Association of genetic variants of hemostatic system genes with venous thrombosis in children born to mothers with a burdened obstetric and gynecological history

Abstract

Thrombophilias are hereditary and acquired conditions characterized by an excessive tendency of the body to form thrombi in the blood vessels. Idiopathic venous thrombosis can often occur in childhood and can also be associated with certain genetic variants of hereditary predisposition to thrombophilia.Purpose. To analyze the association of 8 genetic variants (F2 20210G>A, F5 1691G>A, F7 10976G>A, F13 G>T, ITGA2 807C>T, ITGB3 1565 T>C, PAI-1–675 5G>4G) with venous thrombosis in children born to mothers with a burdened obstetric and gynecological history.Material and methods. The patient group included 322 children aged 7 to 14 years (average age 9.3 years), who had a history of episodes of venous thrombosis of various locations, born to mothers with obstetric and gynecological history. The comparison group included 159 healthy children also aged from 7 to 14 years (average age 9.5 years), who did not have a history of episodes of venous thrombosis and who were also born to mothers with obstetric and gynecological history. Molecular genetic analysis was carried out using real-time PCR with automatic analysis of melting curves.Results.
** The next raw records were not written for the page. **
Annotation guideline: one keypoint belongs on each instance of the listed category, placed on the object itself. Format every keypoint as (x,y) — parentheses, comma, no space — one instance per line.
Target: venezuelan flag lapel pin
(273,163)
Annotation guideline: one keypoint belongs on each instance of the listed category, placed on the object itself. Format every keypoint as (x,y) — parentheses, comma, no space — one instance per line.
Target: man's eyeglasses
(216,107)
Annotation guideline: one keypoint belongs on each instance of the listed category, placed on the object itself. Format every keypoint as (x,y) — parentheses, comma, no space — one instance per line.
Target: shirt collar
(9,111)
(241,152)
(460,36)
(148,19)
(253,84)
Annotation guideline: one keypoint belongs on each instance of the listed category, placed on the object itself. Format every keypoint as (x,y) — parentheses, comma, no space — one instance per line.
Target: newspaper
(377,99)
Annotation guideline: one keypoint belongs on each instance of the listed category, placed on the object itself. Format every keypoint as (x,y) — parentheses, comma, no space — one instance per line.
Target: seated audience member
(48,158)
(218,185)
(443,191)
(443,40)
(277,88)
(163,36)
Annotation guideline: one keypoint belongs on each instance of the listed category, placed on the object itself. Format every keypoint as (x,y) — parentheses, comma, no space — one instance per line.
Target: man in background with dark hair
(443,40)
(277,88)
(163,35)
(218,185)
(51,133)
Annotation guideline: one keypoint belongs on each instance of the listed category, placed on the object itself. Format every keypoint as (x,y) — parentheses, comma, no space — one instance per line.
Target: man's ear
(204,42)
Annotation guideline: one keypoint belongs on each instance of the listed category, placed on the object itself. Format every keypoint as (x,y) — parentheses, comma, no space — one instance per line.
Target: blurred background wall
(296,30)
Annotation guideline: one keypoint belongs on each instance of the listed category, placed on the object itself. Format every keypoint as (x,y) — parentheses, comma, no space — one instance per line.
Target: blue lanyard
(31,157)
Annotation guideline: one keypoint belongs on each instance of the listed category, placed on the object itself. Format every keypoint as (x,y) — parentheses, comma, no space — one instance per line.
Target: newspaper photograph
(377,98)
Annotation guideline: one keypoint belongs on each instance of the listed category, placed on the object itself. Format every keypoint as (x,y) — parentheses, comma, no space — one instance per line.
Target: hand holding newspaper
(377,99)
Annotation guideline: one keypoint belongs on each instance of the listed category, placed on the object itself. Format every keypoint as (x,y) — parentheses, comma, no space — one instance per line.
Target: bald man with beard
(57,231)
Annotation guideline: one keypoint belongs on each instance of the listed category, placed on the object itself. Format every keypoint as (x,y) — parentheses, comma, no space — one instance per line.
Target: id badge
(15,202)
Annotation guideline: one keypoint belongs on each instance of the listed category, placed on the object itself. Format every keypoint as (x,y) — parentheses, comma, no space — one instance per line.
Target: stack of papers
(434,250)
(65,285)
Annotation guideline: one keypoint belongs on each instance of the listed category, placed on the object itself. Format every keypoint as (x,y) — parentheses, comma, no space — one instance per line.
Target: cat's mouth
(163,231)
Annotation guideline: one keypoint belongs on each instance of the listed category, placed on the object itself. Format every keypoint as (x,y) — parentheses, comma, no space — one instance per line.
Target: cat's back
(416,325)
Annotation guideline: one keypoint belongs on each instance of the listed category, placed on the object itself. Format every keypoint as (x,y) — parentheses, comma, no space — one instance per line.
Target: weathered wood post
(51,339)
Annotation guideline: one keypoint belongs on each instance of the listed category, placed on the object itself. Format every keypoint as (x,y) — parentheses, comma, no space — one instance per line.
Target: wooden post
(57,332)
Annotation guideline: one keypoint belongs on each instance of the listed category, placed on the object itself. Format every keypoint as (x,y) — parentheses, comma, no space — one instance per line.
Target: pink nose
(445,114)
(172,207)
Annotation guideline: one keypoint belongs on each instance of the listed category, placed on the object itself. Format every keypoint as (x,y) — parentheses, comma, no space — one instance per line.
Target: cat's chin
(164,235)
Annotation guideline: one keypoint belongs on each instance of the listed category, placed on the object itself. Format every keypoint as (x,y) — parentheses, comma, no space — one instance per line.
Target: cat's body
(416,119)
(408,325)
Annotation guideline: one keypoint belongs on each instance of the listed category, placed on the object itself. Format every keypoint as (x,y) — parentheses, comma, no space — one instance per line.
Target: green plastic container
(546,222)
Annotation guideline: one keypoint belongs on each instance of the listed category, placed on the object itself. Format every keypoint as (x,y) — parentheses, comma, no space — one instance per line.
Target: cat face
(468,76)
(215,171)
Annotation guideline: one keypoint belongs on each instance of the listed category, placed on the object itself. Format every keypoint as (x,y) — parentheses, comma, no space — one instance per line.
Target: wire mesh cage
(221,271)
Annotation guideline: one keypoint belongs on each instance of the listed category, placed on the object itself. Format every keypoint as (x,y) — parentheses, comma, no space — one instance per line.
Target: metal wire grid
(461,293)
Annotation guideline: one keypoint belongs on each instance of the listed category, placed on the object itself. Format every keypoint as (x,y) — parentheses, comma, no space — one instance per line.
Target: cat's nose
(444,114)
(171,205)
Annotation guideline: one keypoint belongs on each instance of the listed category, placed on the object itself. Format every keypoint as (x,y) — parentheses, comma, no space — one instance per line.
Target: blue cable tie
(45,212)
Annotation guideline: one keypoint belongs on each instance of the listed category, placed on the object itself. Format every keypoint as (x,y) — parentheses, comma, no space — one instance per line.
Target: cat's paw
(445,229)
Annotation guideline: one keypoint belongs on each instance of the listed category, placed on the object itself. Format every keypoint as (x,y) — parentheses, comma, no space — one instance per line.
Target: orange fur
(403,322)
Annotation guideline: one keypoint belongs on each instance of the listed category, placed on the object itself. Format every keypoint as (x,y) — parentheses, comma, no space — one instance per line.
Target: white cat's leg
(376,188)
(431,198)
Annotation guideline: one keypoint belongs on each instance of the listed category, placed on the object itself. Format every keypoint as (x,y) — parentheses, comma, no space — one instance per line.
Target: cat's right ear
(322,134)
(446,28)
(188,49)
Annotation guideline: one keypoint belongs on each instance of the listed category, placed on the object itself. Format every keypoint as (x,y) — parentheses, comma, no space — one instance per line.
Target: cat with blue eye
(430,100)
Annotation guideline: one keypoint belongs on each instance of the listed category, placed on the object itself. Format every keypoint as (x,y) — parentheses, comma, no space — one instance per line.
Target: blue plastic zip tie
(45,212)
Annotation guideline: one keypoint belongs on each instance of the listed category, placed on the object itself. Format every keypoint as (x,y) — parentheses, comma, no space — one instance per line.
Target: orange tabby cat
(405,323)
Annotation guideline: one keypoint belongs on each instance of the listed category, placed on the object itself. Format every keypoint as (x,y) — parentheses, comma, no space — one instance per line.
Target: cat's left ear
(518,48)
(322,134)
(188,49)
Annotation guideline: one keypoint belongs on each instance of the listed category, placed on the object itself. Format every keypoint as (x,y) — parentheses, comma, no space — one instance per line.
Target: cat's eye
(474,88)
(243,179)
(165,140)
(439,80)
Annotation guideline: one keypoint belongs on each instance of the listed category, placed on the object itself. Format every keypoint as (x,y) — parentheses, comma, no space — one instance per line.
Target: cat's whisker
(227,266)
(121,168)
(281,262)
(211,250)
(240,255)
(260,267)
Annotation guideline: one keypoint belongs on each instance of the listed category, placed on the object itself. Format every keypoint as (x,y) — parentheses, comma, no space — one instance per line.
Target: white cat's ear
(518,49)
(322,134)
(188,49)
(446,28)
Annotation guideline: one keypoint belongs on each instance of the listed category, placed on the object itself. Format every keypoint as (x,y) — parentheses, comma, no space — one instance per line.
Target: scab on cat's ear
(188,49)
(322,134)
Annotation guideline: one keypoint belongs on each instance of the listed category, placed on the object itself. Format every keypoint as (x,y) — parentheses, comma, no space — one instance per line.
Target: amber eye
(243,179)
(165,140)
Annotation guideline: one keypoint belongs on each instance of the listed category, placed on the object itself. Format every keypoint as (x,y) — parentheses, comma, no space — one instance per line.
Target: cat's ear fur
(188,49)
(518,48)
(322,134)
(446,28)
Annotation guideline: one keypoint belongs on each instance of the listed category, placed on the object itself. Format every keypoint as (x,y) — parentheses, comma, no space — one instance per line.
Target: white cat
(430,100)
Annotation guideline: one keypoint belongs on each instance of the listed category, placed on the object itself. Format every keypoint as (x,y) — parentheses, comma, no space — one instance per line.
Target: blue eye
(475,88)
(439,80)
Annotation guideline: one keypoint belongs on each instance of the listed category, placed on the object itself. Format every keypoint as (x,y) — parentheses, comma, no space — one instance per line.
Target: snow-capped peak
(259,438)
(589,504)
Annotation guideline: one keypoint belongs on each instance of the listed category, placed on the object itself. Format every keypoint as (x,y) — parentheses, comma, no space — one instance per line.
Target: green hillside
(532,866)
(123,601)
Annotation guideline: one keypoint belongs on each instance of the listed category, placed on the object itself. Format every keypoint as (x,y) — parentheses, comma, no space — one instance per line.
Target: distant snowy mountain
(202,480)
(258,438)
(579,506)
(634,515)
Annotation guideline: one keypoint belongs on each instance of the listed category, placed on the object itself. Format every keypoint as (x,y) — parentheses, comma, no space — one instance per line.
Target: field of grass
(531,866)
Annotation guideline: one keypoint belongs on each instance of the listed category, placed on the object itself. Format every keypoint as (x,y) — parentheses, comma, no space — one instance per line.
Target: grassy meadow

Based on the results of an analysis of the association of genetic variants with venous thrombosis in children born to mothers with obstetric and gynecological history, a connection with this pathology was established for genetic variants F5 1691G>A (genotype GA+AA, OR=3.33, 95% CI: 1.19 — 9.36), ITGA2 807C >T (TT genotype (OR=1.92, 95% CI:1.20 — 3.06) and heterozygous CT (OR=1.46, 95% CI: 1.10 — 1.93)) and ITGB3 1565 T>C (CC genotype (OR=2.77 95% CI:1.08 — 7.02) and TC (OR=1.40, 95% CI: 1.07 — 1.83)).Conclusion. Thus, we established an association of 3 genetic variants (Leiden mutation, ITGA2 807C>T and ITGB3 1565 T>C) with venous thrombosis in children born to mothers with obstetric and gynecological history.